Après Bonnie et Clyde, Cléopâtre et Marc-Antoine, Louis XV et la Marquise de Pompadour, voici venu un nouveau couple de fieffés coquins, qui restera ad aeternam dans les annales du marché. Hier 15 décembre de l’an de grâce (really?) 2022 nait une arme de destruction massive de taureaux: Christine et Jerome. Et pour faire fort, ils font fort… Alors voilà, le premier se charge de balancer un uppercut digne d’un Mike Tyson des grands soirs dans la figure du marché mercredi soir, la seconde profite hier d’un marché courbé en deux pour lui envoyer un gros coup de pieds dans les côtes (et je reste poli).

Jerome Powell avait déjà tordu le bras du marché mercredi, en nous faisant bien comprendre que la Fed ne baissera pas ses taux avant que l’inflation ne revienne à 2%. Or hier matin, le marché ne semble pas en prendre trop ombrage, il défie même la vue de la Fed et refuse de prévoir un taux terminal au-dessus de 5%, la Réserve Fédérale anticipant 5,1%. On discute croissance et récession dans les salles de marchés, la crainte augmente progressivement que la banque centrale des Etats-Unis n’en fasse trop et tue la croissance économique. Et puis hier la BCE (Banque Centrale Européenne) augmente ses taux de 50 points de base, comme prévu. Ce qui est beaucoup moins prévu c’est un discours faucon de Christine Lagarde, qui affiche sa préférence pour un taux terminal à 4%, le marché en était à 3%, ouch… Les deux principales banques centrales au monde sont donc encore en mode faucon, alors que l’inflation est clairement en train de décélérer, et ce n’est pas tout. Les autres banquiers centraux de sortie hier sont tous dans le même état d’esprit (Banque d’Angleterre, Banque Nationale Suisse, HKMA et Banque Centrale de Norvège). Avons-nous là affaire à une action / pensée concernée des banques centrales de la planète? Peu importe en fait, ce qui compte c’est que le marché s’inquiète du coup de plus en plus qu’une récession sévère ne guette, qui serait potentiellement exacerbée par les banques centrales elles-mêmes…
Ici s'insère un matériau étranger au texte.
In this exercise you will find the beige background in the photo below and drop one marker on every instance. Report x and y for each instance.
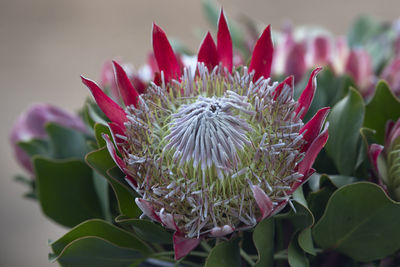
(46, 44)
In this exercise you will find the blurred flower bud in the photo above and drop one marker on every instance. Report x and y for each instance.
(386, 159)
(321, 51)
(391, 74)
(31, 125)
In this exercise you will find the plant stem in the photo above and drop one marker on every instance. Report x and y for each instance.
(205, 246)
(246, 257)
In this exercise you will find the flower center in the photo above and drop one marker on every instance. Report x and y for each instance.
(210, 132)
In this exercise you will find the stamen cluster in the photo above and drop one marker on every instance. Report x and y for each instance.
(197, 146)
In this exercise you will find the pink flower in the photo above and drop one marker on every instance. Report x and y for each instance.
(217, 152)
(31, 125)
(391, 73)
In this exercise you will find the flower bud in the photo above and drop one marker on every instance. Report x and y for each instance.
(31, 125)
(359, 66)
(391, 74)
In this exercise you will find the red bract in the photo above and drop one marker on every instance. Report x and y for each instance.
(31, 125)
(190, 144)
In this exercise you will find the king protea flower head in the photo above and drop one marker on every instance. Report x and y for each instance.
(218, 151)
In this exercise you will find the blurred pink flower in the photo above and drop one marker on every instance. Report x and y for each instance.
(391, 73)
(31, 125)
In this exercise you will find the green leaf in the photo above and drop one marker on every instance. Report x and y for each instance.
(303, 219)
(66, 142)
(345, 121)
(361, 222)
(101, 161)
(384, 106)
(263, 238)
(101, 188)
(147, 230)
(65, 191)
(30, 183)
(94, 251)
(362, 30)
(100, 229)
(225, 254)
(296, 255)
(317, 200)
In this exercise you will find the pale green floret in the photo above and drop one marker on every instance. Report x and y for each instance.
(197, 145)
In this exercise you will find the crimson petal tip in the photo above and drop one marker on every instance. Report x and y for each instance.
(261, 60)
(224, 43)
(111, 109)
(126, 89)
(164, 54)
(208, 52)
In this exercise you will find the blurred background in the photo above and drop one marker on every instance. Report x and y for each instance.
(46, 44)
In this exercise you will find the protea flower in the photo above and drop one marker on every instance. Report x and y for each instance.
(304, 48)
(31, 125)
(216, 152)
(385, 160)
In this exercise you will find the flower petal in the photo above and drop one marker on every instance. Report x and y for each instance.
(313, 150)
(321, 49)
(313, 127)
(126, 89)
(263, 201)
(183, 245)
(112, 110)
(221, 231)
(261, 60)
(307, 95)
(147, 209)
(165, 56)
(208, 52)
(224, 43)
(302, 181)
(295, 62)
(374, 151)
(289, 81)
(168, 220)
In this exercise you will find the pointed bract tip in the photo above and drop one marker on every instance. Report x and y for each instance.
(224, 43)
(261, 59)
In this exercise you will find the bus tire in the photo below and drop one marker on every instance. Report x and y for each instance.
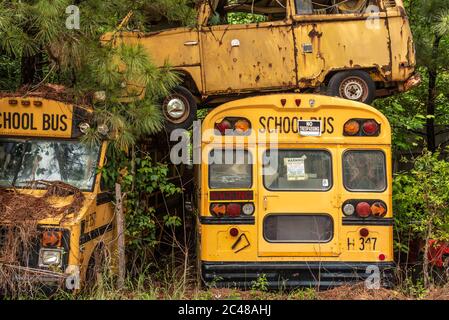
(352, 85)
(179, 109)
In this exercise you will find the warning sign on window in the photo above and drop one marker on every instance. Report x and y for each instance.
(295, 168)
(310, 128)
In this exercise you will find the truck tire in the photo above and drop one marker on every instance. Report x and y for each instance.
(179, 109)
(353, 85)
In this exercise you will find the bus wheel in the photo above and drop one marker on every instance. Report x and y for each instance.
(179, 109)
(96, 266)
(353, 85)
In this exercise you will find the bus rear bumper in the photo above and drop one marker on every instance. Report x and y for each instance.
(279, 275)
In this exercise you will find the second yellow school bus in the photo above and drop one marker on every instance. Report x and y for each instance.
(297, 189)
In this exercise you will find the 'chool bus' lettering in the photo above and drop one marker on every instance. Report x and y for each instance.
(27, 121)
(290, 124)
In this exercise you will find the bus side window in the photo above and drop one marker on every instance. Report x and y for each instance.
(329, 7)
(304, 7)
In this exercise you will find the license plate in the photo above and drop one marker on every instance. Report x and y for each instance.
(310, 128)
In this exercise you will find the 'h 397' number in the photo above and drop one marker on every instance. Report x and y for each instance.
(362, 244)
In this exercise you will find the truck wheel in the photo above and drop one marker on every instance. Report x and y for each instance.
(353, 85)
(179, 109)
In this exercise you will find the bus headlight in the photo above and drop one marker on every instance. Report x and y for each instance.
(248, 209)
(50, 257)
(100, 95)
(84, 127)
(348, 209)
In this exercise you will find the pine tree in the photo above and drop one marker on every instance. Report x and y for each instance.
(36, 48)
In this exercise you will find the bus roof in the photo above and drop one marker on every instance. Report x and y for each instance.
(280, 114)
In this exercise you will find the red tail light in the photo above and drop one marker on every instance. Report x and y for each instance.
(351, 128)
(218, 209)
(233, 209)
(378, 209)
(370, 127)
(233, 126)
(223, 126)
(363, 209)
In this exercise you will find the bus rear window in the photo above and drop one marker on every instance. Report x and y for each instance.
(364, 170)
(297, 170)
(298, 228)
(230, 169)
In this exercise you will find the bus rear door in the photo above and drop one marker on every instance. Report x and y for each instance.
(298, 206)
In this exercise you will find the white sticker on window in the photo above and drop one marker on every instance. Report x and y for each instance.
(295, 168)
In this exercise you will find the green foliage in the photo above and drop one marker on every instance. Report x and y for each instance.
(140, 179)
(261, 284)
(421, 201)
(245, 18)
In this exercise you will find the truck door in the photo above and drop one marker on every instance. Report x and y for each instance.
(328, 41)
(248, 57)
(298, 211)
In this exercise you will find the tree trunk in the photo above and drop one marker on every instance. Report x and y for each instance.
(431, 96)
(120, 220)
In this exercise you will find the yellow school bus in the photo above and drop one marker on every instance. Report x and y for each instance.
(296, 188)
(40, 145)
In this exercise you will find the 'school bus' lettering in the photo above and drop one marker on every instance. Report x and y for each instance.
(320, 216)
(36, 117)
(290, 124)
(26, 121)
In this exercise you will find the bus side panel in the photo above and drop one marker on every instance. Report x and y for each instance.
(341, 45)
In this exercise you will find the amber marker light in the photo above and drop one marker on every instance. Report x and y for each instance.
(52, 239)
(351, 128)
(378, 209)
(242, 126)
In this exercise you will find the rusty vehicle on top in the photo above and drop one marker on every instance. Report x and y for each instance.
(355, 49)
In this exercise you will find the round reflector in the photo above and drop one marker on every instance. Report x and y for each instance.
(248, 209)
(241, 126)
(218, 209)
(363, 209)
(348, 209)
(352, 128)
(223, 126)
(364, 232)
(233, 209)
(378, 209)
(370, 127)
(234, 232)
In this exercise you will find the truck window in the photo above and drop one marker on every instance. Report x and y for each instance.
(308, 7)
(246, 12)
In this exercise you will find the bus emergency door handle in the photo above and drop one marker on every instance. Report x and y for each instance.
(190, 43)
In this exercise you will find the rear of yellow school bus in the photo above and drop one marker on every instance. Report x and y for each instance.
(296, 189)
(40, 145)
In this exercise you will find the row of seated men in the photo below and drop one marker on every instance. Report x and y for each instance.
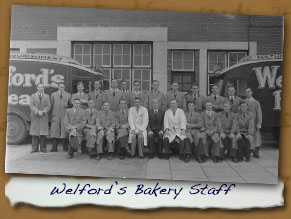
(208, 134)
(60, 101)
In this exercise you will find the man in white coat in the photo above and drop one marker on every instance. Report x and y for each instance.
(138, 120)
(175, 127)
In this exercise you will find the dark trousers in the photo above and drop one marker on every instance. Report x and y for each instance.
(73, 145)
(227, 143)
(182, 148)
(243, 147)
(38, 140)
(153, 147)
(55, 142)
(122, 145)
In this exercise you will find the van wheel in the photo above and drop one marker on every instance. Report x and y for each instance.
(16, 129)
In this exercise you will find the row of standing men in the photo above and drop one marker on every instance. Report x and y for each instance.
(56, 107)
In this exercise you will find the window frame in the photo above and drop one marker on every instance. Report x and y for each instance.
(182, 69)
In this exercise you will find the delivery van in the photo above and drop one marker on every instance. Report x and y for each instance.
(264, 76)
(27, 70)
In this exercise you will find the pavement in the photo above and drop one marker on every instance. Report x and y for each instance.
(263, 170)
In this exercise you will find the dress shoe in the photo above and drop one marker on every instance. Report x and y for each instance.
(234, 160)
(257, 152)
(187, 159)
(98, 157)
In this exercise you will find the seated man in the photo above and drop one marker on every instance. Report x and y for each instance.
(74, 122)
(227, 128)
(155, 129)
(193, 134)
(90, 127)
(138, 119)
(105, 124)
(210, 128)
(245, 132)
(122, 127)
(175, 127)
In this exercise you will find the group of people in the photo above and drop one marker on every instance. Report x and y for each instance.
(123, 121)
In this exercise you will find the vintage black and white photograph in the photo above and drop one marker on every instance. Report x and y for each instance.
(144, 94)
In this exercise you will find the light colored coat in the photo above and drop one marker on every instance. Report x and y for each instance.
(142, 95)
(113, 100)
(160, 96)
(175, 123)
(39, 125)
(193, 133)
(75, 118)
(138, 121)
(59, 107)
(98, 98)
(254, 107)
(180, 98)
(81, 96)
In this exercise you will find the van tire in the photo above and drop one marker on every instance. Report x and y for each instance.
(16, 129)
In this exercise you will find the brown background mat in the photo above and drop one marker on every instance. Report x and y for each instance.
(253, 7)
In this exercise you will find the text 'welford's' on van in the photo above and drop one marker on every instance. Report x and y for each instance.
(28, 70)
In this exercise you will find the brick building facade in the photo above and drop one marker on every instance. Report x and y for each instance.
(146, 45)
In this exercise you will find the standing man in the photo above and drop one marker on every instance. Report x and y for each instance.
(74, 121)
(97, 95)
(233, 100)
(60, 101)
(216, 99)
(175, 127)
(90, 127)
(245, 132)
(156, 94)
(127, 93)
(81, 95)
(113, 96)
(138, 93)
(193, 134)
(227, 130)
(255, 108)
(122, 127)
(176, 95)
(155, 129)
(195, 97)
(39, 127)
(210, 128)
(138, 120)
(105, 124)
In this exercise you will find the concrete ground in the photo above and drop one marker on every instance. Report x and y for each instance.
(263, 170)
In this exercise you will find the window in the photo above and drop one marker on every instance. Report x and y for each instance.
(234, 57)
(102, 55)
(121, 55)
(183, 60)
(142, 55)
(127, 61)
(184, 80)
(82, 53)
(216, 60)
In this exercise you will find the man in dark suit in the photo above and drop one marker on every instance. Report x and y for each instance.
(155, 129)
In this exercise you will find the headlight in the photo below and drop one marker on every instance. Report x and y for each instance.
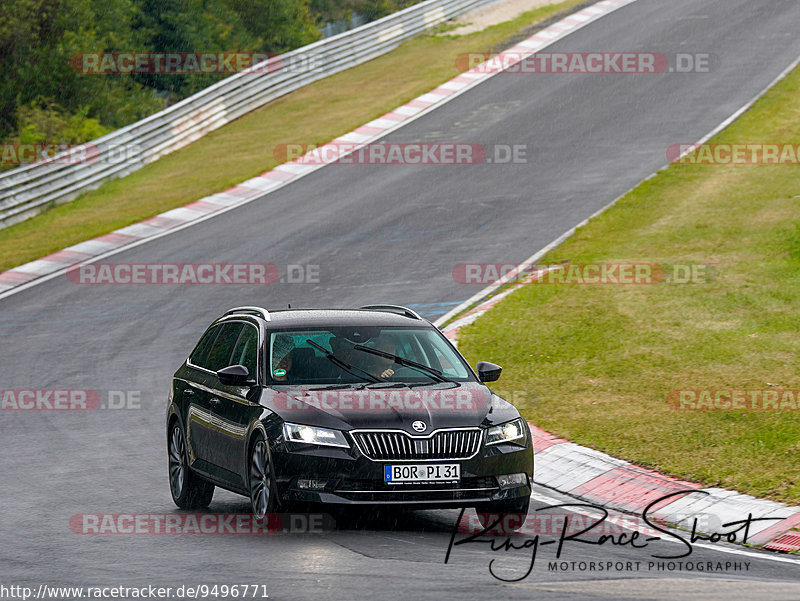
(314, 435)
(513, 431)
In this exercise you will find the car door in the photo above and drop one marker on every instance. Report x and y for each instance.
(201, 421)
(233, 412)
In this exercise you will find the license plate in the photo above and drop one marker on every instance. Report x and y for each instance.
(422, 472)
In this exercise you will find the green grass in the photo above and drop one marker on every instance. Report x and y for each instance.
(595, 363)
(314, 114)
Alors faut-il s’en inquiéter durablement? Pas si vite, hormis les actions, qui passent il est vrai une très vilaine journée, le reste du marché reste calme. Les rendements obligataire US reculent, le 10 ans évolue ce matin à 3,47%. Le dollar ne gagne pas un pouce, la paire EUR/USD tente même de casser les 1,07 hier mais revient à 1,0631 ce matin. Le pétrole traite à 75,61 dollars le baril de WTI Light Crude et l’or repasse en-dessous des 1800 dollars par once. Il n’y a donc pas du tout le feu au lac, l’aversion au risque se concentre sur les actions hier, principalement sur les mastodontes de la tech, qui sont tellement lourds qu’ils entrainent le reste de la cote avec eux (AAPL -4,7%, MSFT -3,2%, NVDA -4,1%, NFLX -8,6%, AMD -3,5%, META -4,5%, GOOGL -4,4%). Encore une fois, la principale crainte des intervenants est que la Fed ne resserre trop sa politique monétaire et ne déclenche un recul économique plus important aux États-Unis. Ce raisonnement alimente la conviction que les estimations des bénéfices pour 2023 sont trop élevées, de sorte que la journée d'hier est marquée par une grève générale des acheteurs, les investisseurs limitant leur volonté de payer une prime pour des bénéfices susceptibles d'être révisés à la baisse. Les actions dites de croissance sont délaissées, celles de valeur souffrent moins, les volumes d’échanges sont soutenus avec 11,58 milliards de titres traités sur le NYSE, la baisse d’hier est probablement aussi alimentée par des niveaux techniques franchis, qui forcent les quant à vendre.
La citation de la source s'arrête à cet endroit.